Seqanswers Leaderboard Ad

Collapse
X
 
  • Filter
  • Time
  • Show
Clear All
new posts

  • dpryan
    replied
    Cool, glad that's working for you. I totally forgot the -h in my example and only added the header stuff after the fact, which is why I didn't notice the missing continue :P Glad you were able to fix that properly!

    Leave a comment:


  • splaisan
    replied
    Thanks a LOT Devon,

    I added -h to the upstream samtools view cmd to forward the sam header and 'continue' to the code to process header lines and directly go to the next loop

    HTML Code:
    for read in f :
       #deal with the header
       if(read[0] == '@') :
           of.write("%s" % read)
           continue
    HTML Code:
    samtools view -h <name_sorted.bam> | \
    	bam_re-pair.py | \
    	samtools view -bSo <name_sorted.filtered.bam> -
    I also made a Perl version following your advice that additionally reports counts for all, passed, and failed read lines. Both codes run at identical speed.

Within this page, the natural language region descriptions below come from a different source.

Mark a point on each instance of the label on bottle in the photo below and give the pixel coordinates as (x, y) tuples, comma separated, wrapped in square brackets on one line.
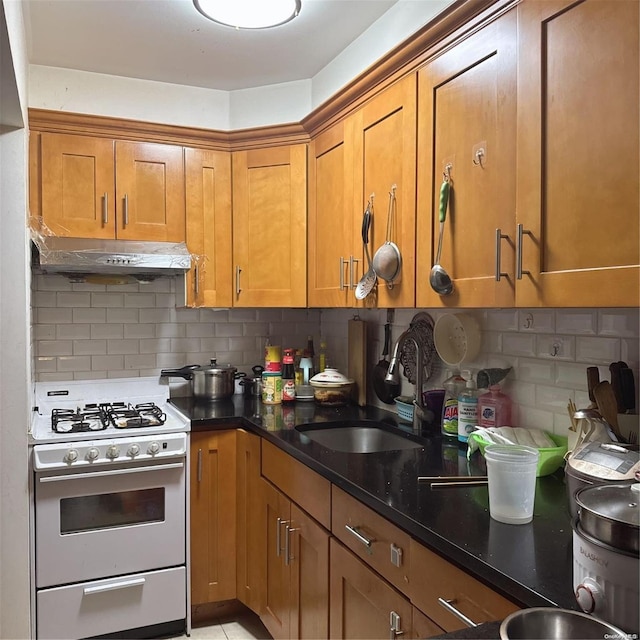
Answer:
[(467, 417), (450, 417), (288, 390)]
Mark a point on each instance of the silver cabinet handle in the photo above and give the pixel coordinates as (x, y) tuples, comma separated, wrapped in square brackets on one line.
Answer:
[(521, 232), (125, 210), (238, 289), (352, 280), (394, 625), (279, 523), (499, 236), (112, 586), (362, 538), (448, 605), (287, 544)]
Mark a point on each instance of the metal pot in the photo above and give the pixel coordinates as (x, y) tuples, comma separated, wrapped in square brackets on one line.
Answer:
[(208, 382)]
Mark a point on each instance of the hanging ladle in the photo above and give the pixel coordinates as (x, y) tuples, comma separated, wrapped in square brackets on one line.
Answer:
[(387, 260), (439, 279), (369, 279)]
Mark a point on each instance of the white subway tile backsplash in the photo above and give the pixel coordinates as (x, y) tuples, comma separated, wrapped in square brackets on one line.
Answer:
[(558, 347), (519, 344), (89, 315), (618, 322), (107, 331), (122, 347), (596, 350), (128, 316), (89, 347), (107, 299), (576, 321), (73, 299)]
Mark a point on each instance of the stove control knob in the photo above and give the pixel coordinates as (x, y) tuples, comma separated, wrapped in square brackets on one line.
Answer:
[(113, 452), (589, 595), (133, 450), (154, 447)]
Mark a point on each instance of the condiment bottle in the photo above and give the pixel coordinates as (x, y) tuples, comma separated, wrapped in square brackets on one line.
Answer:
[(467, 409), (494, 408), (453, 385), (288, 376)]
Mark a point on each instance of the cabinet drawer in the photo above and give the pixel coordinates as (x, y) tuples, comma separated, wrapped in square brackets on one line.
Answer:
[(432, 577), (305, 487), (373, 538)]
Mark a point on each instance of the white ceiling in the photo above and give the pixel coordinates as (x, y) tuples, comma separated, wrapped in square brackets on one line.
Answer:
[(170, 41)]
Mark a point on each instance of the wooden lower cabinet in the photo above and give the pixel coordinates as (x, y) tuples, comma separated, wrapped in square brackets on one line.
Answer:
[(363, 605), (213, 516), (297, 570)]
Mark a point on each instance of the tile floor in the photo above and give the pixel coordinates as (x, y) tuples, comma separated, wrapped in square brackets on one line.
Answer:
[(244, 626)]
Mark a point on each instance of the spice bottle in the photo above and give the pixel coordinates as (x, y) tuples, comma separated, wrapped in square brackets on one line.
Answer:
[(288, 376)]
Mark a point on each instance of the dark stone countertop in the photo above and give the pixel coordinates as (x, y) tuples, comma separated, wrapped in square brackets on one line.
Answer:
[(530, 564)]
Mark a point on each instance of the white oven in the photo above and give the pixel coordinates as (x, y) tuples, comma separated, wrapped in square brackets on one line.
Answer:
[(109, 524)]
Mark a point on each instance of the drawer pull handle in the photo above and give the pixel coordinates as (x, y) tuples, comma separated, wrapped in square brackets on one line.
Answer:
[(112, 586), (354, 532), (448, 605), (394, 624)]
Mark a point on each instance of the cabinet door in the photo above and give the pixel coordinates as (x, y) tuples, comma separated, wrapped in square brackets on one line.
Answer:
[(77, 186), (270, 227), (276, 513), (335, 252), (308, 560), (251, 528), (213, 516), (150, 192), (385, 155), (578, 149), (208, 215), (467, 121), (362, 604)]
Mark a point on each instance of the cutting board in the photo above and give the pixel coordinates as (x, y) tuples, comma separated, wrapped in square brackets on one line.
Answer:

    Thanks you really for this code, it helped me a lot

    S

    ### Perl translation of Devon python code
    HTML Code:
    #!/usr/bin/perl -w
    
    # filter unpaired reads from a - read-name sorted - BAM file
    # bam_re-pair.pl
    # author: Stephane Plaisance (translated from python version by Devon Ryan
    # http://seqanswers.com/forums/showthread.php?p=118936#post118936
    # usage:
    # samtools view -h <name_sorted.bam> | \
    #	bam_re-pair.pl | \
    #	samtools view -bSo <name_sorted.filtered.bam> -
    
    use warnings;
    use strict;
    
    # variables
    my $read = "";
    my $read1 = "none";
    my $read2 = "none";
    my $name1 = "none";
    my $name2 = "none";
    
    my ($ln,$ok,$no)=(0,0,0);
    
    while (my $read = <>) {
    
    # forward header lines
    if ($read =~ /^@/){
    	print STDOUT $read;
    	next;
    	}
    	
    # process data
    $ln++;
    if( $name1 eq "none" ){
    	$read1 = $read;
        $name1 = (split("\t", $read1))[0];
    	} else {
    		$name2 = (split("\t", $read))[0];
    		if( $name1 eq $name2 ){
    			# is paired
    			$ok++;
    			print STDOUT sprintf("%s%s", $read1, $read);
    			$read1 = "none";
    			$name1 = "none";
    			} else {
    				# is not paired
    				$no++;
    				$read1 = $read;
    				$name1 = (split("\t", $read1))[0];
    				}
    	}
    }
    
    # report counts
    print STDERR sprintf("\n########################\n# Results\n# processed:\t%8d\n# passed:\t%8d\n# rejected\t%8d\n", $ln, $ok, $no);
    exit 0;

    Leave a comment:


  • dpryan
    replied
    Fair enough. The follow isn't perl, which I generally loathe, but it's a simple python solution:
    Code:
    #!/usr/bin/env python
    import sys
    
    f = sys.stdin
    of = sys.stdout
    
    read1 = None
    name1 = None
    
    for read in f :
        #deal with the header
        if(read[0] == '@') :
            of.write("%s" % read)
        if(name1 == None) :
            read1 = read
            name1 = read1.split("\t")[0]
        else :
            name2 = read.split("\t")[0]
            if(name1 == name2) :
                of.write("%s%s" % (read1, read))
                read1 = None
                name1 = None
            else :
                read1 = read
                name1 = read1.split("\t")[0]
    This assumes that both mates in a pair have the same name (so no /1 or /2 suffixes) and that the reads are name-sorted. If you saved that as "blah.py" and made it executable, then usage would be:

    Code:
    samtools view name_sorted.bam | blah.py | samtools view -bSo name_sorted.filtered.bam -
    I haven't tested that it prints the header correctly, so you may need to fix that! I should note that the generally better solution is that employed by HTSeq. There, the RNEXT and PNEXT of a read are compared to that of its proposed mate to ensure that they match. In your case, those are often not set, so I suspect that wouldn't work.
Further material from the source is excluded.